Everyone knows the first person who walked on the moon. Lots of people know the second. But whoever remembers the third?
As the third largest cryptocurrency in the world, peercoin (also know as Peer-to-Peer Coin or PPCoin) is trying to bolster its reputation. It isn’t doing too badly having just been accepted as an official currency by new Canadian exchange Vault of Satoshi. A local face-to-face peercoin exchange is also launching, and efforts are been made to get specialist event organizers to use peercoin as their official currency.
Market cap
Peercoin may be ‘the little altcoin that could’, but it still has a long way to go. Its market cap is the third largest, but it equates to just 37,000 BTC, or around $8.7m at the time of writing (that’s about as much as the UK’s Barclays bank earned every three hours last year).

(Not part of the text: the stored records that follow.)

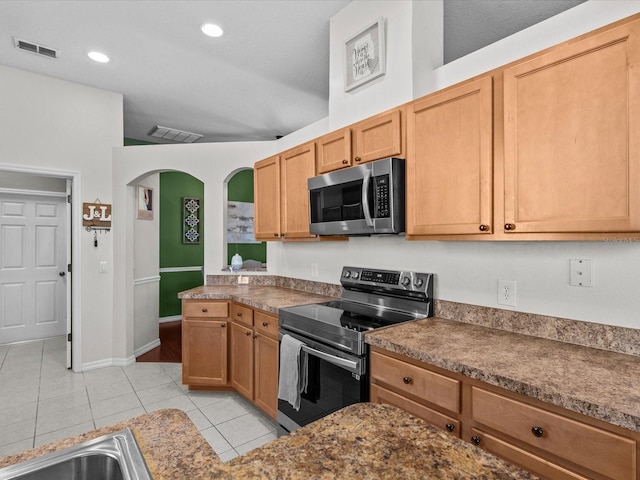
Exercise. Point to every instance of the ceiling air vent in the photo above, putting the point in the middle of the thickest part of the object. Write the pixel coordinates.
(173, 134)
(36, 48)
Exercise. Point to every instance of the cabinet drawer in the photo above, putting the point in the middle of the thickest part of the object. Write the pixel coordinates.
(242, 314)
(448, 424)
(205, 309)
(598, 450)
(520, 457)
(267, 324)
(417, 381)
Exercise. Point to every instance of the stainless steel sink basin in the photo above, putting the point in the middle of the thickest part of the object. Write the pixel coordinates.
(112, 457)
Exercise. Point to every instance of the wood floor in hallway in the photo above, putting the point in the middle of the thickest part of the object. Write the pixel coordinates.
(170, 349)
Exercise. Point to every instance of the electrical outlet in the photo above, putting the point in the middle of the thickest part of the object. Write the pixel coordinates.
(507, 292)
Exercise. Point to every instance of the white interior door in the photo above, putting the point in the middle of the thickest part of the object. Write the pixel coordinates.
(33, 265)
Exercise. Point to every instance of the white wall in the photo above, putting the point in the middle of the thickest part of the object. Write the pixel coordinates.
(209, 162)
(468, 272)
(52, 124)
(146, 248)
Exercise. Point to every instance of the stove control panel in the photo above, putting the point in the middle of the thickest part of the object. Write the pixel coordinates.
(356, 277)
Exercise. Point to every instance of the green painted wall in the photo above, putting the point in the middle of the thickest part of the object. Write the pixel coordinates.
(240, 189)
(173, 253)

Comparatively, litecoin’s market capitalisation is almost eight times as much, and you could fit peercoin into bitcoin 322 times. This shows just how consolidated the cryptocurrency market is.
Nevertheless, peercoin’s founder Sunny King is trying hard to make it a success. At this point, following the decreasing involvement of Scott Nadal, who co-authored the white paper on peercoin in August 2012, King is its sole core developer.
The basis
Peercoin is based on the same SHA-256 proof of work mechanism that bitcoin uses, but it is also designed to produce coins in another way: proof of stake.
Whereas proof of work generates bitcoins using computational power, proof of stake relies on the coins that people already have in their possession.
The network gives people more coins based on how many they already have, under a minting algorithm that acknowledges the age of a coin (giving a whole new meaning to the phrase ‘old money’).
The idea is to create a system that uses less electricity than a proof of work-based system. Other benefits also include low inflation – transaction fees are destroyed to offset inflation from proof of stake minting – and longer-term stability.
“For the long term, bitcoin’s mining generation would tend to zero, so mining would be supported mostly through transaction fees,” King said. “The security of [the] bitcoin network in the long-term would depend on whether transaction fees can sustain a good enough security [sic].”
Transaction fees
Bitcoin transaction fees will become more important to the network’s performance as mining rewards reduce, because they will become the miners’ main incentive.
Conversely, because proof of stake requires no transactions and no mining to generate coins, the currency does not have to rely on transaction fees to generate coins, according to King.
That being said, proof of stake still represents a miniscule part of peercoin’s overall coin generation system. Most of the coins are still generated by miners, who King explains are needed in the early stage of a coin’s development.
After all, you can’t easily use proof of stake to generate coins when there are relatively few in existence, unless you start pre-mining, or create some kind of IPO-fuelled genesis block.